Oke, untuk kata cantik,
mungkin aku agak sedikit tersanjung. Tapi hey, entah kenapa aku menganggap
kata-kata itu seakan meremehkanku. Otakku tiba-tiba saja mengambil sebuah
kesimpulan bahwa, “Aku cantik dan aku gak laku.” Gak enak banget, kan,
didengernya ...?
Semenjak kejadian itu,
entah kenapa keinginanku untuk mempunyai seorang pacar semakin menjadi saja.
Bukan karena aku malu akan statusku sebagai jomblo. Tapi hatiku merasa panas,
remuk, bahkan sesek kayak ditusuk-tusuk karena mereka sudah mempunyai pacar,
bahkan ada yang lebih dari dua. Setiap istirahat sekolah, pasti mereka
menceritakan tentang pacar mereka masing-masing. Lha aku? Mau nyeritain siapa
coba? Terpaksa deh jadi kambing conge. Mmmbbeee
.... Dari situlah, hatiku semakin panas dan aku mulai membuka lowongan hati
untuk siapa saja.

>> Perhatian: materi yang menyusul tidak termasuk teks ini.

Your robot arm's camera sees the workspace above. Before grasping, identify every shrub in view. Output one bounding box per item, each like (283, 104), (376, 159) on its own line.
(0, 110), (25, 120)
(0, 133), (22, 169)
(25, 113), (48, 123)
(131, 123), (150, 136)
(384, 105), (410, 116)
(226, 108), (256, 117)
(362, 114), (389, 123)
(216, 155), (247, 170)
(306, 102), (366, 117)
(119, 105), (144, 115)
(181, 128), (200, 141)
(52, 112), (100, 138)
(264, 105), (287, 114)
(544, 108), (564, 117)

Bahkan, untuk orang yang ‘di bawah standar’ pun hatiku tetap
terbuka.
Seiring berjalannya
waktu, pasti ada saja anak yang nembak atau apa lah namanya itu. Yang jelas,
mereka semua aku terima¾karena
niatku tadinya emang gak mau kalah sama temen-temen yang lain. Sialnya, nasib
tidak memihak kepadaku kala itu. Rata-rata, anak yang mendaftar untuk menjadi
pacarku di bawah standar semua. Jadi, hubungan yang biasa disebut sebagai
‘pacaran’ pun gak bertahan lama.
Di penghujung tahun
2012, aku mulai memfokuskan diri untuk menghadapi ujian sekolah dan
mengesampingkan yang namanya pacaran. Bahkan, aku berniat menghapus kata sakral
itu dari list kehidupan. Dan entah
jin apa yang merasuki jiwaku, tiba-tiba saja aku ingin meneruskan pendidikkan
ke sebuah pesantren. Mungkin, Allah telah memberikan sebuah hidayah. Karena di
jaman yang modern ini, jarang sekali ada anak yang ingin belajar di pesantren.
Setelah lulus dari
sekolah menengah pertama, maka aku mulai memantapkan diri untuk memakai hijab.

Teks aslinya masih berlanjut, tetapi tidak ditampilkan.